While the CDs spent some years safely up in the loft, I listened to the music in the form of companded resampled ATRAC3 DSP Type-S bits strewn (in the case of Curved Air) across just one tiny Sony minidisc (>90dB, never even heard of wow and flutter, number r119 in my collection), thanks for asking! Mind you, I burned out three minidisc recorders during the long (real-time) months during which I recorded all my CDs to minidisc. Funny how these recorders expire about a fortnight after the one-year warranty, don't you think?
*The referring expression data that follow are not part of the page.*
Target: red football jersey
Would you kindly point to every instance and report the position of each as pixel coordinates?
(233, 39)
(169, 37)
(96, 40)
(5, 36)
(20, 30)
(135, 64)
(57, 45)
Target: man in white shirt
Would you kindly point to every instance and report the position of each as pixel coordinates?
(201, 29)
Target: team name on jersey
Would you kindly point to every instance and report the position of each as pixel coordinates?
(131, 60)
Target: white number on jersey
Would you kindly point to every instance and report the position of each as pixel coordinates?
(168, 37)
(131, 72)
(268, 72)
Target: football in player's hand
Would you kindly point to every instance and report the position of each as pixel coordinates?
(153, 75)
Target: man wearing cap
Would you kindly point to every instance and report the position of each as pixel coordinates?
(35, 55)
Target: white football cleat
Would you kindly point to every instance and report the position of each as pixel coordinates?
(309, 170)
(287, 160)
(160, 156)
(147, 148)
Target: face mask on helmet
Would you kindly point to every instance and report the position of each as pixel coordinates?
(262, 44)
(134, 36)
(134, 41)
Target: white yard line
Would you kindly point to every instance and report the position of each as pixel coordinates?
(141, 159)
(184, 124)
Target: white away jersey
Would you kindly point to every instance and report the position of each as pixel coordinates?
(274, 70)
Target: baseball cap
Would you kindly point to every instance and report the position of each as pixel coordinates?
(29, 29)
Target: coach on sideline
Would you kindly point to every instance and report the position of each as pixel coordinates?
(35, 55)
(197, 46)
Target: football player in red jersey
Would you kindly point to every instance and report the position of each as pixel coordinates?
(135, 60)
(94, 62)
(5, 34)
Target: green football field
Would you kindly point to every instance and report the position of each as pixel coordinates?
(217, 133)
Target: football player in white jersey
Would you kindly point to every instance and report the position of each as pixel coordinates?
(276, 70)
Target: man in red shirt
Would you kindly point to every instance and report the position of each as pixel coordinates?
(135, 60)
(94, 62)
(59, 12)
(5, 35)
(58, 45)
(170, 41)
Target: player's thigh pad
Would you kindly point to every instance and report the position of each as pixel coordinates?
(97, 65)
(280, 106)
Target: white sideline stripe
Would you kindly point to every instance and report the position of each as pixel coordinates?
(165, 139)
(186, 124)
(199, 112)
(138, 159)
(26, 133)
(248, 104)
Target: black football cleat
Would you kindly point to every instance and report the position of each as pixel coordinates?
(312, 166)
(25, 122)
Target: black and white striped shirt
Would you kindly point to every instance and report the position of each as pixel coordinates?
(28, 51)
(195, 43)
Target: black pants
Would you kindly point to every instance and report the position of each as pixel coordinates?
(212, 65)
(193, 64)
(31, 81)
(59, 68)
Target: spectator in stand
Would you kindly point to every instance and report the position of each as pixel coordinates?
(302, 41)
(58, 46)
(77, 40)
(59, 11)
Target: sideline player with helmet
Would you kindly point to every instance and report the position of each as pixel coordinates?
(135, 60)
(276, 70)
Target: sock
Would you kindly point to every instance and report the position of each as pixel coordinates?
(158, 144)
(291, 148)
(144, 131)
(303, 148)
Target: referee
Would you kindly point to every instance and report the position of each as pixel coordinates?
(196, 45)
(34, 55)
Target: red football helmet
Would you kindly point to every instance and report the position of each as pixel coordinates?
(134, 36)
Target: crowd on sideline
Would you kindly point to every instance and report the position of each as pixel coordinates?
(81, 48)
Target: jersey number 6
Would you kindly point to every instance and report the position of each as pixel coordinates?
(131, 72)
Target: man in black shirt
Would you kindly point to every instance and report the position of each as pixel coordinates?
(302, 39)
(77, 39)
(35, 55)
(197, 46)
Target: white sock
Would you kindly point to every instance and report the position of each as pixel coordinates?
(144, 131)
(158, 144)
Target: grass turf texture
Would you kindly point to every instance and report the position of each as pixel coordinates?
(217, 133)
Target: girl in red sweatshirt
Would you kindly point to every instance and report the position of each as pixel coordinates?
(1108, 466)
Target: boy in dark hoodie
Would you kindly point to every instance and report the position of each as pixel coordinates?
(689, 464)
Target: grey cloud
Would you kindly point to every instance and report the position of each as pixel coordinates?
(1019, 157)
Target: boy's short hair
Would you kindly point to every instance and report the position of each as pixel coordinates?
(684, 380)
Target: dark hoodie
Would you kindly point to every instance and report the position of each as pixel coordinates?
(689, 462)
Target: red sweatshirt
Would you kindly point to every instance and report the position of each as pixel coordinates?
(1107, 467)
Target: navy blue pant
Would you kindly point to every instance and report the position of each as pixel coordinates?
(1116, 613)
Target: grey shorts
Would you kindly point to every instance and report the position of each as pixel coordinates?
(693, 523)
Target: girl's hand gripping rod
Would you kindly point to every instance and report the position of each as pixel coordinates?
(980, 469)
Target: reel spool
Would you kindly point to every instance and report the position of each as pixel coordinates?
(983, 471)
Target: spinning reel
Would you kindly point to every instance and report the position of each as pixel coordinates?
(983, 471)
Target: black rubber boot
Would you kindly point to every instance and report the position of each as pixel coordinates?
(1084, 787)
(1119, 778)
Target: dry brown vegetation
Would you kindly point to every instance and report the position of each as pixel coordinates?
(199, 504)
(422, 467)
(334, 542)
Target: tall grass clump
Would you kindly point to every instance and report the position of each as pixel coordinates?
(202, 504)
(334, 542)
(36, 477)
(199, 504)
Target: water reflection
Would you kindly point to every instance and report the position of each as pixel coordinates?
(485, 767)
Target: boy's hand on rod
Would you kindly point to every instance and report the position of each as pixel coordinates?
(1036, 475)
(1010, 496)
Along came the end of 2002, the point at which I finally gave in, and got myself what's laughingly regarded as an "industry standard" Windows PC at home (very reluctantly putting out to pasture the much more elegant Acorn RISC OS machines I'd been using very productively for DTP and other purposes since 1989). Looking around, I realised that the world was now listening to MP3 files (though I wasn't entirely sure why). I could see, however, some distinct advantages to having my entire music collection on a single hard drive. It was a pleasant surprise to find that ripping CDs to MP3 file format was much speedier, but it was still a pretty boring process. My 20GB Creative MP3 Player did nicely for a couple of years on long trips, holding carefully curated subsets of my music.
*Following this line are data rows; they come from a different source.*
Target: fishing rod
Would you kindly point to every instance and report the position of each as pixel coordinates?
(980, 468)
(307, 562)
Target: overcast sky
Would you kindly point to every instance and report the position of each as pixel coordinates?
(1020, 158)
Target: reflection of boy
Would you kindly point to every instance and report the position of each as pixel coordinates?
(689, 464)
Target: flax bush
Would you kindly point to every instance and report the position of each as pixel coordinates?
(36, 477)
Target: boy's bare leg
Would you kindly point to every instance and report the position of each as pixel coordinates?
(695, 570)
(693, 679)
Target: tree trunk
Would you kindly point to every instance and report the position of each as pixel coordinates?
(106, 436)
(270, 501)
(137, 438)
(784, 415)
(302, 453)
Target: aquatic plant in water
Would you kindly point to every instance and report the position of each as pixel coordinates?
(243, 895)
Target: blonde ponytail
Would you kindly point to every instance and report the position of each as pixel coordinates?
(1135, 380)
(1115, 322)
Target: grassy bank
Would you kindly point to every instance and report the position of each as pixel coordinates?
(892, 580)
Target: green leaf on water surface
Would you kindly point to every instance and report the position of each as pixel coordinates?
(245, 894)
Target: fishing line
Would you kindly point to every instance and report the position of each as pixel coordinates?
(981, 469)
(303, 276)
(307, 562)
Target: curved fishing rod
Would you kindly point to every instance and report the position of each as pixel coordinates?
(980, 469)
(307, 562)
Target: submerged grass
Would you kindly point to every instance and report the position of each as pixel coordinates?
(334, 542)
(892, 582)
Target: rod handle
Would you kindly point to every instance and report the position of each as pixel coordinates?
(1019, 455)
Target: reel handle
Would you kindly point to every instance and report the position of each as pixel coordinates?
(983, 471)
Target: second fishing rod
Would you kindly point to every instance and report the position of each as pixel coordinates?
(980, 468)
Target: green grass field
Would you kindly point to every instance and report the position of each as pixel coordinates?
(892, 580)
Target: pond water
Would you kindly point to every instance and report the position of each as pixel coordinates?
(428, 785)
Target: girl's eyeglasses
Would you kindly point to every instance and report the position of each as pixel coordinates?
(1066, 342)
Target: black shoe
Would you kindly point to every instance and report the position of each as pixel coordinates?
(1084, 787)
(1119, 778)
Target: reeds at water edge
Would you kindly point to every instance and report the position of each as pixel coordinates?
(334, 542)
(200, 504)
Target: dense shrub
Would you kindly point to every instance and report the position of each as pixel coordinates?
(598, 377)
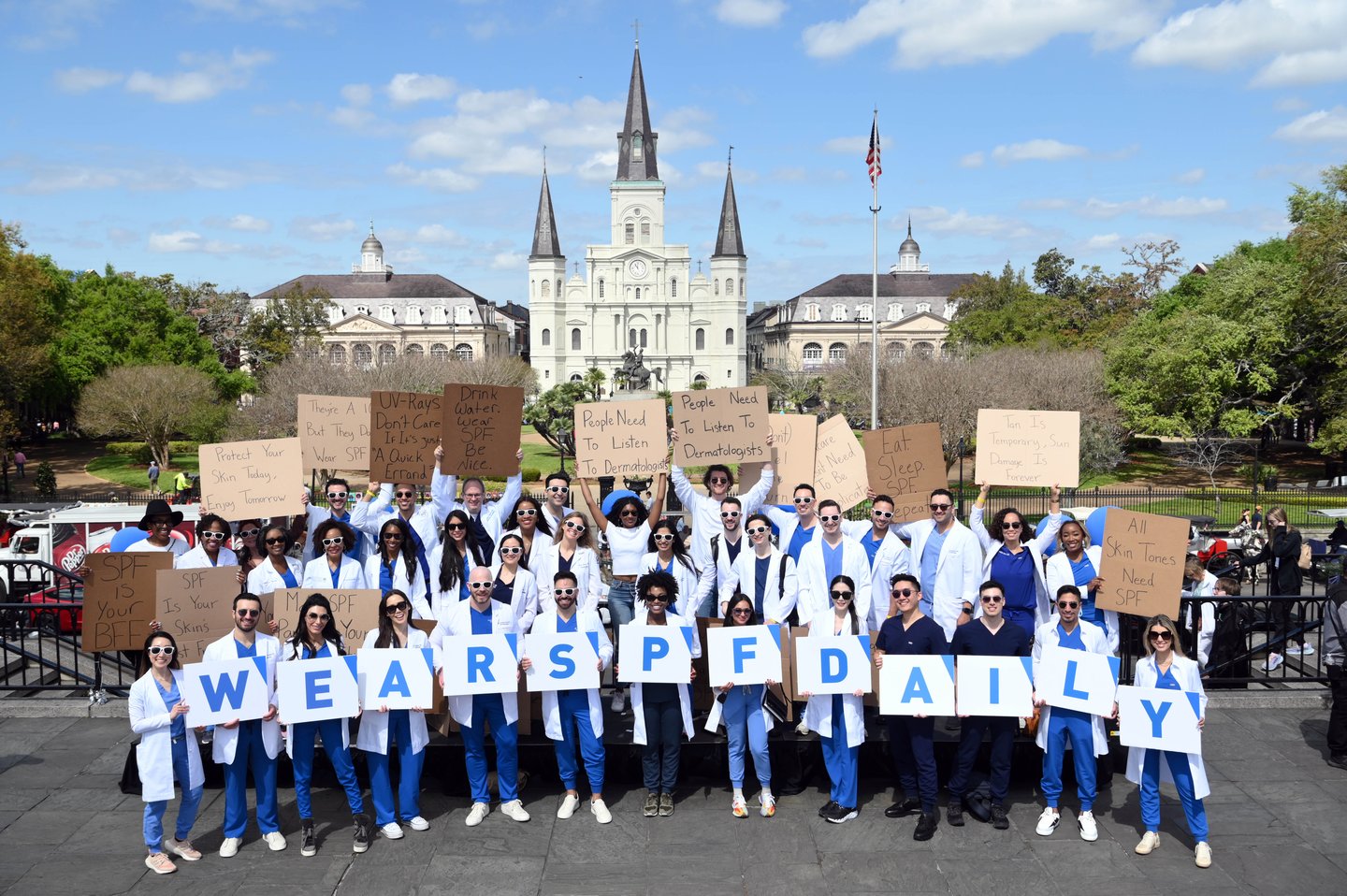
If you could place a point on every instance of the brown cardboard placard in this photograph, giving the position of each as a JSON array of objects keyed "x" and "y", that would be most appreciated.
[
  {"x": 334, "y": 431},
  {"x": 1142, "y": 563},
  {"x": 196, "y": 606},
  {"x": 481, "y": 428},
  {"x": 247, "y": 480},
  {"x": 621, "y": 438},
  {"x": 906, "y": 464},
  {"x": 120, "y": 599},
  {"x": 403, "y": 433},
  {"x": 1028, "y": 448}
]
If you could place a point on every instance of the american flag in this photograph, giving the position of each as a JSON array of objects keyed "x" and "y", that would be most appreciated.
[{"x": 872, "y": 158}]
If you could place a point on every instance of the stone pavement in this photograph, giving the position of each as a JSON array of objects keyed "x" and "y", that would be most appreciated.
[{"x": 1279, "y": 825}]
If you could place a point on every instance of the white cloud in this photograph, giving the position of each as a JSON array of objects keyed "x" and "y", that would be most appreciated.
[
  {"x": 964, "y": 31},
  {"x": 1318, "y": 127},
  {"x": 753, "y": 14}
]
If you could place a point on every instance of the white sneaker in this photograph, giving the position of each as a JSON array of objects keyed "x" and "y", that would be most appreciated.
[
  {"x": 1089, "y": 829},
  {"x": 514, "y": 810},
  {"x": 477, "y": 814}
]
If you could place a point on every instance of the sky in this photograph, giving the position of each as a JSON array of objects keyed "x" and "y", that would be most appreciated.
[{"x": 250, "y": 141}]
History being an eternal cycle, I now (2015) once again keep all the CDs downstairs in a series of CaseLogic folders. They are even "somewhat" indexed, and can be hauled out for playing on a pretty good quality NAD CD player or the Oppo Blu-ray player.

Re-ripping progress

Re-ripping3 all the CDs (this time using variable bit rate and highest quality level) has been an odyssey of discovery, too. Not least the discovery that some of the CDs not only failed to make their way through the original (128Kbps) ripping process but, in some cases, never even made it into the database. So the use of the word "all" above is (technically) inappropriate. These larger MP3 files are now safely housed on a variety of hard drives, including my Synology Diskstation NAS from which they can be served, via my Oppo BDP-103EU Blu-ray and network media player (or just played directly from my Linux PC) to the main audio system. But (of course!) they won't now all fit onto the natty little 160GB iPod Classic I acquired at the end of 2007, so I gave that to Junior in 2011.

Footnotes

1  Sir Magdi Yacoub used the same model radio recorder in his operating theatre. I saw a picture of it in a weekend colour supplement many years ago!
2  The model that began life as the Cogar C4, got taken over by Singer Business Machines, and ended up in ICL's hands. (George Cogar was a genius, in my opinion, but that's another story.)
3  Obviously I'd halted my CD re-ripping process when we got Christa's terminal diagnosis in July 2007. I eventually resumed it in May 2008 after a visit from Gill re-sparked my interest in my music collection. I've now finished the job, though I must admit my level of motivation varied from day to day. Still, it made a useful occasional background task. The raw collection is somewhat over the 55,000 track mark, including a large number of radio items, and Junior helped clean up duplications and minor flaws in the meta tags. (The online free databases that offer you track information are very smart, but the quality of the data they contain does vary considerably in terms of spelling, punctuation, and consistency.)